ジョージナがジュースを注いで回り、クリスのグラスに入れながら、ふと気を逸(そ)らして零しそうになり、それを見たミッシーがジョージナに休むようにと促す。
団欒の場で酔っ払ったジェレミーが、子供の頃、柔道をやっていたと言うクリスに絡む。
「柔道?その体格と遺伝子構造だ。本気で鍛えれば、訓練次第だがな、とんでもない野獣になる…」
2階の部屋でローズは家族への不満をクリスにぶつける。
「パパは黒人を気取るし、何よ、あの口調。使い慣れてないのに、今じゃ口ぐせ。ママはジョージナにキツいし、ありえない。うちの家族もあの警官と同類。余計ガッカリよ」
ベッドに入ったクリスは、森の中で見た撥ねられ横たわる鹿にハエがたかっているのを想像する。
眠れずに起きたクリスは外へ出て煙草を吸おうとすると、全速力でウォルターがクリスの横を走り抜けて行った。
窓辺にジョージナが立っているのを見て、一驚(いっきょう)を喫するクリス。
部屋に戻ろうとすると、ミッシーに呼び止められ、改めて禁煙を勧められた。
ミッシーは母親のことを聞き、紅茶の砂糖をスプーンで掻き回して、クリスに催眠術をかけていく。
母親が戻らなかった雨の日、何もせずテレビを観て動こうとしなかったのことを思い浮かべ、涙を流すクリス。
体が動かなくなり、底に沈んでいくクリス。
ミッシーに目を閉じられるや否や、クリスは夢から覚め、ベッドから跳ね起きた。
翌日、クリスはカメラを持って家の周りで写真を撮っていると、上階の窓にジョージナが鏡の前でひたすら髪を整えているのが見えた。
カメラを向けズームアップしたら、突然こちらを向いたので、すぐカメラの方向を変えた。
次にクリスは薪を割っているウォルターに声をかけ、挨拶をすると、昨夜のことを驚かせたと詫び、「成功した?」と尋ねてきた。
ウォルターはミッシーから催眠術をかけられたことを知っていたのだ。
続々と白人たちが集合し、車から降りた招待客を、ウォルターはハグして歓待する。
ローズは親睦会にウンザリと言いながら、クリスには笑顔を通すように求め、次々に招待客を紹介する。

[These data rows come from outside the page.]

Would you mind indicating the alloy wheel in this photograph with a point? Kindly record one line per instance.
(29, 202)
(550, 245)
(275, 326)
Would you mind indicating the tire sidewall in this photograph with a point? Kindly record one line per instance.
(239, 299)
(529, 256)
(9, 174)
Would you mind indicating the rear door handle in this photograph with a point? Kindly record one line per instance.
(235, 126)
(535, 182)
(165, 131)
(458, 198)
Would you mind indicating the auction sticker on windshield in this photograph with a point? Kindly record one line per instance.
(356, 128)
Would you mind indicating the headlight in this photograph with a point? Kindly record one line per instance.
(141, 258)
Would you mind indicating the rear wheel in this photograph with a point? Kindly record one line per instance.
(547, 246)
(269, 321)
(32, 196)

誰もがクリスと笑顔で接するが、明らかに黒人を意識した言動や振る舞いが見られた。
「それにしても、ハンサムね」と言って筋肉を触り、「強いの?」ローズに聞く中年女性。
「白い肌が好まれたのはこの200年ほどか、だが流行は繰り返す。時代は黒だよ」と初老の男。
リベラルぶってみせるが、クリスはカメラを撮って来ると言って、その場を離れた。
クリスはファインダー越しにパーティーの参加者を覗いて、その中に一人の黒人を見つけた。
「黒人がいて心強い」と声をかけると、振り返った男は「ええ、確かに」と答えたが、その仕草に違和感を覚えるクリス。
ローガン・キングと名乗るその黒人の元に、パートナーの中年婦人が近づき、その黒人を連れて別の招待客のところへ連れて行く。
少し離れた場所で椅子に座る杖を持った盲目の男。
「無知だ」
「誰が?」
「全員。口先だけで人の苦しみを分かってない。(私は)ジム・ハドソンだ」
「クリス」
「知ってる。君のファンだよ。いい目をしてる」
「まさか。ハドソン画廊のオーナー?」
「盲目の美術商への皮肉はよしてくれよ」
家の中に戻り、2階へ階段を上って行くと、招待客全員が、その足音に耳を傾け、耳を澄ませ、クリスの挙動に注目する。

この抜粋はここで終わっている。